In short, AI earns board confidence when it is framed as a durable, outcome-driven operating capability, with accountability, transparency, and a credible path to return.
5. What are some key changes for Enterprise AI in the next 2-3 years?
I am convinced that the transition of Enterprise AI will be from experimentation to industrialized implementation. To begin with, AI will penetrate further into the business operations process, with self-driven and assisted AI driving end-to-end workflows, rather than single actions. Secondly, concerns about reliability, visibility, and governance will take precedence because AI will play an increasingly important role in business operations, and organizations will require guarantees regarding the results, not just the model’s efficiency. Thirdly, organizations will align around AI operating models based on platforms. The transition will also be characterized by an explicit clarification of the role of people, namely, less active participation in the execution and more responsibility for goals, risks, and results.

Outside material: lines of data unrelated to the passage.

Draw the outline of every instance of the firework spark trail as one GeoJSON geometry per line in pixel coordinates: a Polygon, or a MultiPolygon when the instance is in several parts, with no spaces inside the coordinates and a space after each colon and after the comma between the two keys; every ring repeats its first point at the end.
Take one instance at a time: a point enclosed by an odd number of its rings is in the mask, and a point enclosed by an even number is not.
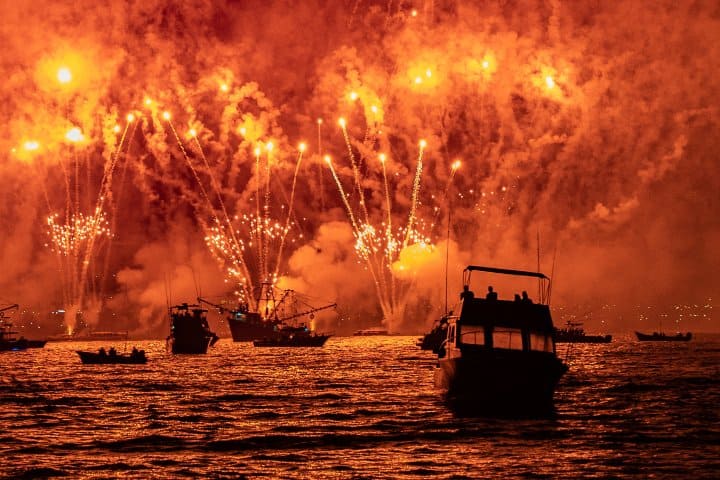
{"type": "MultiPolygon", "coordinates": [[[[265,203],[263,205],[263,223],[264,228],[267,229],[268,225],[270,224],[270,160],[271,155],[273,151],[273,144],[268,143],[266,146],[267,150],[267,162],[265,164],[265,203]]],[[[268,282],[275,283],[275,279],[269,279],[268,278],[268,251],[269,251],[269,243],[268,241],[263,243],[263,248],[261,250],[261,258],[260,263],[262,265],[261,270],[261,277],[260,280],[262,282],[268,282]]]]}
{"type": "MultiPolygon", "coordinates": [[[[111,194],[111,188],[112,188],[112,179],[113,179],[113,173],[115,171],[115,165],[117,164],[118,157],[120,156],[120,152],[122,151],[123,145],[125,144],[125,139],[127,137],[127,132],[130,127],[130,123],[132,122],[132,119],[130,116],[128,116],[128,123],[125,124],[125,128],[123,129],[123,134],[120,137],[120,142],[117,145],[117,148],[114,152],[110,155],[110,161],[109,165],[105,165],[105,168],[103,168],[103,176],[100,180],[100,192],[98,194],[98,198],[95,202],[95,212],[93,214],[93,221],[99,222],[100,217],[105,216],[105,213],[103,212],[103,207],[105,204],[105,199],[111,194]]],[[[87,280],[87,272],[88,268],[90,266],[90,257],[92,256],[94,250],[95,250],[95,236],[91,236],[89,238],[87,247],[85,249],[85,255],[83,256],[83,263],[82,263],[82,272],[80,273],[80,285],[84,285],[87,280]]],[[[111,235],[109,235],[109,238],[112,238],[111,235]]],[[[94,284],[93,284],[94,285],[94,284]]],[[[79,299],[79,304],[82,305],[83,297],[81,295],[79,299]]]]}
{"type": "MultiPolygon", "coordinates": [[[[258,241],[258,251],[262,252],[263,249],[263,238],[262,238],[262,231],[261,231],[261,225],[260,225],[260,182],[262,181],[262,176],[260,175],[260,154],[262,151],[260,150],[260,147],[255,147],[255,175],[256,175],[256,187],[255,187],[255,218],[258,219],[257,224],[255,225],[256,235],[257,235],[257,241],[258,241]]],[[[262,260],[260,262],[262,264],[262,260]]],[[[260,280],[262,281],[262,272],[260,273],[260,280]]]]}
{"type": "MultiPolygon", "coordinates": [[[[246,288],[246,292],[244,297],[249,298],[252,297],[252,295],[249,295],[250,292],[253,291],[253,284],[252,284],[252,278],[250,277],[250,272],[247,269],[247,266],[245,262],[242,259],[242,251],[244,250],[244,247],[242,246],[242,243],[237,237],[237,233],[235,232],[235,229],[232,228],[232,223],[230,220],[230,216],[227,212],[227,207],[225,206],[225,202],[222,198],[222,193],[220,190],[220,185],[218,184],[217,180],[215,179],[215,175],[212,172],[212,169],[210,168],[210,162],[208,162],[207,156],[205,155],[205,150],[202,148],[202,145],[200,144],[200,141],[197,138],[196,134],[192,135],[193,140],[195,141],[195,146],[197,147],[198,152],[200,153],[200,158],[202,158],[203,163],[205,164],[205,168],[207,170],[208,176],[210,177],[210,185],[212,186],[213,190],[215,191],[215,195],[217,196],[218,203],[220,205],[220,209],[223,214],[223,221],[224,224],[227,225],[226,229],[230,231],[230,237],[232,240],[232,249],[233,252],[233,260],[232,263],[234,265],[240,265],[242,275],[244,276],[244,284],[246,284],[243,288],[246,288]],[[239,257],[238,257],[239,255],[239,257]]],[[[218,222],[219,225],[219,222],[218,222]]]]}
{"type": "Polygon", "coordinates": [[[352,165],[353,176],[355,177],[355,188],[358,191],[358,197],[360,201],[360,208],[362,209],[363,215],[365,216],[365,222],[370,223],[370,216],[368,215],[367,206],[365,205],[365,192],[362,188],[362,182],[360,179],[360,169],[358,168],[357,162],[355,161],[355,154],[352,151],[352,143],[347,133],[346,122],[344,118],[338,121],[340,128],[343,132],[343,138],[345,139],[345,145],[348,149],[348,155],[350,157],[350,164],[352,165]]]}
{"type": "Polygon", "coordinates": [[[190,168],[190,171],[192,172],[193,176],[195,177],[195,181],[198,183],[198,187],[200,188],[200,193],[202,194],[203,198],[207,202],[207,208],[210,211],[210,215],[213,218],[213,220],[217,221],[217,215],[215,214],[215,207],[212,204],[212,201],[210,201],[210,197],[207,194],[207,190],[205,189],[205,186],[202,184],[202,181],[200,180],[200,176],[197,173],[197,170],[195,170],[195,167],[192,164],[192,161],[190,161],[190,157],[187,154],[187,151],[185,150],[185,146],[183,145],[182,140],[180,139],[180,136],[177,133],[177,130],[175,130],[175,126],[173,125],[170,114],[167,112],[163,115],[163,118],[167,122],[168,126],[170,127],[170,130],[172,130],[173,135],[175,136],[175,140],[177,141],[178,147],[180,148],[180,151],[183,154],[183,158],[185,159],[185,162],[187,163],[187,166],[190,168]]]}
{"type": "MultiPolygon", "coordinates": [[[[170,129],[173,132],[173,135],[175,136],[175,140],[177,141],[178,146],[180,147],[180,151],[183,154],[183,157],[185,158],[185,162],[187,163],[188,167],[190,168],[190,171],[192,172],[193,176],[195,177],[195,181],[198,184],[198,187],[200,188],[200,192],[202,193],[202,197],[205,199],[205,202],[207,204],[207,209],[211,215],[212,221],[215,223],[216,227],[213,230],[213,228],[210,228],[211,231],[215,232],[215,235],[210,236],[211,243],[215,242],[214,244],[220,248],[220,251],[222,252],[231,252],[231,262],[234,267],[237,267],[240,265],[242,274],[245,275],[244,278],[244,289],[247,292],[252,292],[253,285],[252,285],[252,279],[249,275],[249,272],[247,271],[247,267],[245,265],[245,262],[242,261],[242,245],[237,241],[237,238],[235,237],[234,230],[232,228],[232,225],[230,224],[230,219],[226,216],[226,222],[222,223],[220,219],[218,218],[215,207],[213,206],[212,201],[210,200],[210,196],[207,193],[207,190],[205,189],[205,186],[203,185],[202,181],[200,180],[200,176],[197,173],[197,170],[193,166],[192,162],[190,161],[190,157],[187,154],[187,151],[185,150],[185,147],[182,143],[182,140],[180,139],[180,136],[177,133],[177,130],[175,129],[175,126],[173,125],[170,115],[169,114],[163,114],[163,117],[168,122],[168,125],[170,126],[170,129]],[[231,242],[227,241],[227,233],[225,233],[227,230],[231,231],[230,239],[231,242]],[[228,247],[228,243],[230,243],[230,246],[228,247]]],[[[205,159],[205,163],[207,164],[207,159],[205,159]]],[[[209,167],[209,165],[208,165],[209,167]]],[[[208,169],[208,174],[210,174],[210,170],[208,169]]],[[[210,174],[211,175],[211,174],[210,174]]],[[[212,177],[212,175],[211,175],[212,177]]],[[[219,195],[219,191],[218,191],[219,195]]],[[[241,272],[237,272],[235,268],[233,268],[233,271],[231,274],[234,277],[238,277],[241,272]]],[[[251,297],[251,296],[250,296],[251,297]]]]}
{"type": "Polygon", "coordinates": [[[328,164],[328,167],[330,167],[330,172],[332,173],[333,178],[335,179],[335,185],[338,187],[338,191],[340,192],[340,197],[342,198],[343,204],[345,205],[345,211],[348,214],[348,218],[350,219],[350,224],[353,227],[353,233],[357,236],[360,234],[360,228],[358,228],[358,224],[355,221],[355,215],[352,213],[352,208],[350,207],[350,203],[347,201],[347,196],[345,195],[345,190],[342,187],[342,183],[340,183],[340,179],[337,176],[337,173],[335,173],[335,168],[332,166],[332,159],[329,155],[325,155],[325,163],[328,164]]]}
{"type": "Polygon", "coordinates": [[[383,312],[390,311],[388,307],[388,299],[387,295],[385,293],[385,290],[382,288],[380,277],[382,272],[376,272],[376,266],[374,262],[370,261],[370,256],[373,253],[372,247],[368,246],[366,237],[368,235],[372,236],[372,226],[370,224],[365,224],[364,228],[361,230],[358,226],[357,221],[355,220],[355,215],[353,214],[352,207],[350,207],[350,203],[347,201],[347,196],[345,195],[345,190],[343,189],[342,183],[340,182],[340,179],[337,176],[337,173],[335,172],[335,168],[332,165],[332,160],[329,155],[325,156],[325,162],[330,167],[330,172],[332,173],[333,178],[335,179],[335,184],[338,187],[338,191],[340,193],[340,196],[342,197],[343,203],[345,204],[345,209],[348,214],[348,218],[350,219],[350,223],[353,227],[353,233],[355,235],[355,238],[357,239],[355,250],[360,255],[360,258],[364,259],[368,270],[370,271],[370,275],[373,278],[373,284],[375,286],[375,292],[378,296],[378,300],[380,302],[380,307],[383,312]]]}
{"type": "MultiPolygon", "coordinates": [[[[385,166],[385,154],[381,153],[378,155],[378,159],[380,160],[380,165],[382,166],[383,171],[383,185],[385,186],[385,208],[387,210],[387,228],[385,229],[385,237],[387,239],[392,238],[392,206],[390,203],[390,186],[388,185],[387,180],[387,168],[385,166]]],[[[389,242],[388,242],[389,243],[389,242]]],[[[392,264],[392,250],[390,246],[388,245],[388,248],[385,249],[385,257],[387,258],[388,265],[392,264]]],[[[395,286],[395,276],[390,276],[390,297],[395,299],[396,295],[396,286],[395,286]]]]}
{"type": "Polygon", "coordinates": [[[403,240],[403,249],[407,247],[410,235],[413,231],[415,224],[415,212],[417,209],[418,193],[420,192],[420,175],[422,174],[422,157],[425,152],[425,146],[427,143],[425,140],[420,140],[420,152],[418,153],[418,164],[417,170],[415,171],[415,179],[413,180],[413,191],[412,198],[410,200],[410,215],[408,215],[407,231],[405,233],[405,239],[403,240]]]}
{"type": "Polygon", "coordinates": [[[280,237],[280,247],[278,248],[277,261],[275,262],[275,272],[273,273],[273,278],[277,278],[278,276],[278,272],[280,270],[280,259],[282,258],[283,247],[285,246],[285,237],[287,236],[287,232],[290,230],[290,218],[293,213],[293,207],[295,204],[295,185],[297,184],[297,175],[300,171],[300,163],[302,162],[304,151],[305,144],[300,144],[298,159],[297,162],[295,162],[295,172],[293,173],[293,182],[292,188],[290,190],[290,202],[288,204],[288,213],[285,219],[285,228],[283,228],[282,236],[280,237]]]}
{"type": "MultiPolygon", "coordinates": [[[[125,150],[125,154],[124,154],[124,158],[126,159],[126,161],[123,164],[122,173],[120,175],[120,185],[118,186],[118,194],[117,194],[117,196],[110,195],[108,197],[108,200],[110,201],[110,222],[111,222],[110,223],[110,231],[111,232],[117,231],[118,205],[120,205],[121,200],[122,200],[122,194],[125,191],[125,181],[127,178],[128,165],[130,163],[129,161],[127,161],[127,158],[130,154],[130,147],[132,145],[132,139],[135,138],[135,134],[137,132],[138,125],[140,124],[139,121],[138,122],[135,121],[135,116],[132,114],[128,114],[128,116],[126,117],[126,120],[127,120],[127,123],[125,126],[125,130],[123,131],[123,138],[121,138],[121,140],[120,140],[120,144],[122,145],[122,143],[125,141],[125,135],[128,130],[127,127],[130,124],[132,124],[132,130],[130,131],[130,135],[127,136],[127,138],[129,140],[128,140],[127,149],[125,150]]],[[[122,154],[122,150],[118,150],[118,152],[120,154],[122,154]]],[[[110,192],[112,192],[112,190],[110,190],[110,192]]],[[[105,282],[107,281],[107,278],[109,277],[110,257],[111,257],[112,246],[113,246],[113,242],[108,242],[107,248],[105,250],[105,262],[103,264],[103,275],[102,275],[103,284],[101,285],[101,288],[100,288],[101,291],[105,291],[105,282]]]]}
{"type": "MultiPolygon", "coordinates": [[[[450,193],[450,187],[452,186],[453,179],[455,178],[455,174],[460,168],[460,165],[460,160],[455,160],[452,163],[452,165],[450,166],[450,176],[448,177],[447,182],[445,182],[445,188],[443,189],[442,201],[440,203],[447,205],[448,208],[450,208],[450,204],[448,202],[448,194],[450,193]]],[[[433,221],[431,224],[431,235],[435,232],[435,227],[437,226],[438,218],[440,217],[440,210],[440,207],[435,208],[435,213],[433,214],[433,221]]]]}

6. What is one key mistake enterprises should avoid when adopting AI?
From my perspective, the worst possible thing that enterprises could do in this situation is to treat AI as merely another wave of technological innovation and not as a lasting change in the logic of how things operate within their field.
Approaching it from the outside only keeps them from unlocking its potential value, and what separates the companies that will progress from those who don’t is their ability to align themselves with this new paradigm.